Nuevo carguero desde Pivdenny

En el marco de los acuerdos sellados el 22 de julio entre Kiev y Moscú para reanudar las exportaciones de grano ucraniano por el mar Negro, otro carguero zarpó este lunes de Pivdenny, uno de los tres puertos designados en los pactos junto a Chornomorsk y Odesa.

El buque salió con 60.000 toneladas de cereales. En total, ocho cargueros zarparon ya de Ucrania cargados de grano.

“En las próximas dos semanas, esperamos alcanzar un ritmo de entre tres y cinco barcos al día”, dijo el Ministerio ucraniano de Infraestructuras.

Unos 20 millones de toneladas de granos estaban bloqueados en los puertos de la región de Odesa por la presencia de buques de guerra rusos y de minas colocadas por Kiev para defender su costa.

La suspensión de las exportaciones desencadenó un aumento de los precios alimentarios en los países más pobres y provocó el temor a una crisis alimentaria mundial.

Bombardeo a puente en Jersón

Pese a este avance diplomático, los combates no cesan en el terreno.
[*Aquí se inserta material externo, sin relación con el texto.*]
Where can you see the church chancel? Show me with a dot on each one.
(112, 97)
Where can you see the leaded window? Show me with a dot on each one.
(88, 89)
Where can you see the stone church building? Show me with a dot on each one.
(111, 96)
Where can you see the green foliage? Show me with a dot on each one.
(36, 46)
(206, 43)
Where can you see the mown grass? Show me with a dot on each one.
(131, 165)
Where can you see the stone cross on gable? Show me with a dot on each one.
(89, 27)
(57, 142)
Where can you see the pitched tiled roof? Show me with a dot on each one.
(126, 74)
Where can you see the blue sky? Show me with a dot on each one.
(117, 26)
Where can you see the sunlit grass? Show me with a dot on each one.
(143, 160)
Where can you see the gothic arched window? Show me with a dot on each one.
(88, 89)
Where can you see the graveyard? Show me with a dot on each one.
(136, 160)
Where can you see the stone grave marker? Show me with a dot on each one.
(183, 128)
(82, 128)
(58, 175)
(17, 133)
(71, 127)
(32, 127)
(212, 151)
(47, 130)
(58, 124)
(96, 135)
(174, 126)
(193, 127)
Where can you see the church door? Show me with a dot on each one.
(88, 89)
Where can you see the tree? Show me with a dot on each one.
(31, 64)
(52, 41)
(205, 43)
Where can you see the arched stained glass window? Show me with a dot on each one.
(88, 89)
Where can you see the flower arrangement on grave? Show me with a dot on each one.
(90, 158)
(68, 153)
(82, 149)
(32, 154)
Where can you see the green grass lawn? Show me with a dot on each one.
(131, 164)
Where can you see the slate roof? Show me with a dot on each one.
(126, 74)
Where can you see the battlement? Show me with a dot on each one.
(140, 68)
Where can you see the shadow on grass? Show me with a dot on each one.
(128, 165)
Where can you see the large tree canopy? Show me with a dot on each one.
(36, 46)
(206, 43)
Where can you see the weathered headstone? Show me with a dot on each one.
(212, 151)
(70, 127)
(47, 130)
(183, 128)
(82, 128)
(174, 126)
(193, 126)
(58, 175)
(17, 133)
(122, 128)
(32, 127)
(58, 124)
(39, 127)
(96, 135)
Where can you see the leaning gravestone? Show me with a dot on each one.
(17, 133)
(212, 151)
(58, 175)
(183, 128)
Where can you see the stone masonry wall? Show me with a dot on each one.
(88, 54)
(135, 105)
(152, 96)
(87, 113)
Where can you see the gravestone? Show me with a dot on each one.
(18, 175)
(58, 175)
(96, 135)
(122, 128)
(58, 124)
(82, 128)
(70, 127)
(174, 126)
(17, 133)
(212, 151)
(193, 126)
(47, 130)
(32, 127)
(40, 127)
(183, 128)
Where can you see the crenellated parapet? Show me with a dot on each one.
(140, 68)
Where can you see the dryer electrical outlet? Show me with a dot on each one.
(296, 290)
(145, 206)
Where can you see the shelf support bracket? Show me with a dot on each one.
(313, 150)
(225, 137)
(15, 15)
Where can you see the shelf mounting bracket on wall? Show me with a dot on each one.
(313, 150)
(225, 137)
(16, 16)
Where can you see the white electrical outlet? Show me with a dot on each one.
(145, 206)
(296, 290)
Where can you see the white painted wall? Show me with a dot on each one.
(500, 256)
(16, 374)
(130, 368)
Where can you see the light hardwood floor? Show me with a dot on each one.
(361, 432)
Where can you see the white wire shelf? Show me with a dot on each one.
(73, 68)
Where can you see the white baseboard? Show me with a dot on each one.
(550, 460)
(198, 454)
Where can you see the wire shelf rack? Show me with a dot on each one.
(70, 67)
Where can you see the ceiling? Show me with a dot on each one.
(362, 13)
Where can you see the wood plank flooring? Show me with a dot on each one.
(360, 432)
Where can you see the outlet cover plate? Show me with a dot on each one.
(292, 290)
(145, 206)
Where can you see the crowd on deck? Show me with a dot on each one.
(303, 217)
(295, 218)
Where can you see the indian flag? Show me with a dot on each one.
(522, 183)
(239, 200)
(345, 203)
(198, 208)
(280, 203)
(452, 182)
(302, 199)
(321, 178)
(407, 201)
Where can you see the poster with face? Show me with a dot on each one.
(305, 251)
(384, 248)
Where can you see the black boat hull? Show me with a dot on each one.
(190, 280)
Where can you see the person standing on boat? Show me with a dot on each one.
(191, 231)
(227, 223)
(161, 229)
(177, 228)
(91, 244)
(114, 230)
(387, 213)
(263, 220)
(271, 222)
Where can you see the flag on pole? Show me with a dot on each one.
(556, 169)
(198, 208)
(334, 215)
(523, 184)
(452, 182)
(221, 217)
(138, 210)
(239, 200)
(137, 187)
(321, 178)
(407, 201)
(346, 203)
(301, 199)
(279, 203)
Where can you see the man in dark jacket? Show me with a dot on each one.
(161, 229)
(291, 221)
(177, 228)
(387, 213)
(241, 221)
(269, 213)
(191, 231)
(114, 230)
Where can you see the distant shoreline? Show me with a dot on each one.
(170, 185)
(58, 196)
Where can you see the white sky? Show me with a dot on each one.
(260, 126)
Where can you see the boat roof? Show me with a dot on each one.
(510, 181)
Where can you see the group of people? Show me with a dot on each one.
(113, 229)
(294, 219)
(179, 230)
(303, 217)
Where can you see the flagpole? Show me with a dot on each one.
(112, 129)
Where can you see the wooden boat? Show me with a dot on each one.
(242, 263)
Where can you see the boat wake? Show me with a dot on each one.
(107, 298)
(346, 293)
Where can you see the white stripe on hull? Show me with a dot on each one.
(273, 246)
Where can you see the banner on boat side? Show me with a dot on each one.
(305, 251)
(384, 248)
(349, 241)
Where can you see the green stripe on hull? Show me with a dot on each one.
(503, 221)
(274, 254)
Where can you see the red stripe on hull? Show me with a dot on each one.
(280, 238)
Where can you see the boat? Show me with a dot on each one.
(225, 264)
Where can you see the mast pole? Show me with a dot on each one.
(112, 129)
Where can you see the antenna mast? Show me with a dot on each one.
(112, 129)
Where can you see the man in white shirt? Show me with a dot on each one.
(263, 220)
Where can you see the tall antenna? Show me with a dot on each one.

Kiev anunció que las fuerzas ucranianas volvieron a atacar la madrugada del lunes un importante puente de Jersón, ocupada por las tropas rusas.

El puente Antonovski, situado sobre el río Dniéper a las afueras de Jersón, es clave para el suministro de la ciudad ya que es el único que conecta la orilla sur del Dniéper con el resto de la región ocupada de Jersón.

Jersón, capital de la región homónima, está situada a apenas unos kilómetros del frente, donde las fuerzas ucranianas anuncian desde hace varias semanas una contraofensiva destinada a recuperar los territorios perdidos en los primeros días de la invasión.

La región es estratégica ya que limita con la península de Crimea, anexionada por Moscú en 2014. Al ocupar Jersón, Rusia pudo conectar ambos territorios.

Moscú ocupa también Melitópol, unos 200 km al este, donde misiles estadounidenses HIMARS impactaron las fuerzas rusas la madrugada del lunes, según el alcalde de la ciudad, Ivan Fedorov.

El domingo, el presidente ucraniano, Volodimir Zelenski, reconoció que la situación aún era “muy difícil en el Donbás (este), en la región de Járkov y en el sur, donde las fuerzas de ocupación tratan de concentrar sus fuerzas”.